Time Period | 3 Months [change] |
Direction | Moves Together |
Strength | Significant |
Accuracy | 76.98% |
Values | Daily Returns |
QBE Insurance Group vs. Diversified Energy
Performance |
Timeline |
QBE Insurance Group |
Diversified Energy |
QBE Insurance and Diversified Energy Volatility Contrast
Predicted Return Density |
Returns |
Pair Trading with QBE Insurance and Diversified Energy
The main advantage of trading using opposite QBE Insurance and Diversified Energy positions is that it hedges away some unsystematic risk. Because of two separate transactions, even if QBE Insurance position performs unexpectedly, Diversified Energy can make up some of the losses.

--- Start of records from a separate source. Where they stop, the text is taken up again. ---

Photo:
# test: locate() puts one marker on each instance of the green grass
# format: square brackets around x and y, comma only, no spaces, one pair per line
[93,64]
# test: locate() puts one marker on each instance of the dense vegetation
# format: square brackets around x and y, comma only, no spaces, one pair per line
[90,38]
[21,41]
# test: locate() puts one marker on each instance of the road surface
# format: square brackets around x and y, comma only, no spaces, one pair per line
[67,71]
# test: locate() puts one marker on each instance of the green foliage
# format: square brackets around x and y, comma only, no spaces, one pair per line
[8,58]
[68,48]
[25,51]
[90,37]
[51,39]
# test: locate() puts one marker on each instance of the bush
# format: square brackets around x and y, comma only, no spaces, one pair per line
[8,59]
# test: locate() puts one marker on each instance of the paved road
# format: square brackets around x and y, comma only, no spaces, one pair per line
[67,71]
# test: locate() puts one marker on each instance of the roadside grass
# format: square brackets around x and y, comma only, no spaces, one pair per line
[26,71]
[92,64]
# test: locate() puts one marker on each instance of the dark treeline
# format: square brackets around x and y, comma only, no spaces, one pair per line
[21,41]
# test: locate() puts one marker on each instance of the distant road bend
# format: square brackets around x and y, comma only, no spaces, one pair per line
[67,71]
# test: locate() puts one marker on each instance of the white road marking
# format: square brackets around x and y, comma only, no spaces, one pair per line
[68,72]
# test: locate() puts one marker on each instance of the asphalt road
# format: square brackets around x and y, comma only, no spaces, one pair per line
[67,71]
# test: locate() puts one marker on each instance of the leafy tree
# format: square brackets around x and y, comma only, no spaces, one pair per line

Pair trading also minimizes risk from directional movements in the market. For example, if an entire industry or sector drops because of unexpected headlines, the short position in Diversified Energy will offset losses from the drop in Diversified Energy's long position.The idea behind QBE Insurance Group and Diversified Energy pairs trading is to make the combined position market-neutral, meaning the overall market's direction will not affect its win or loss (or potential downside or upside). This can be achieved by designing a pairs trade with two highly correlated stocks or equities that operate in a similar space or sector, making it possible to obtain profits through simple and relatively low-risk investment.Diversified Energy vs. Pekin Life Insurance | Diversified Energy vs. Merit Medical Systems | Diversified Energy vs. QBE Insurance Group | Diversified Energy vs. Neogen |
Check out your portfolio center.Note that this page's information should be used as a complementary analysis to find the right mix of equity instruments to add to your existing portfolios or create a brand new portfolio. You can also try the Companies Directory module to evaluate performance of over 100,000 Stocks, Funds, and ETFs against different fundamentals.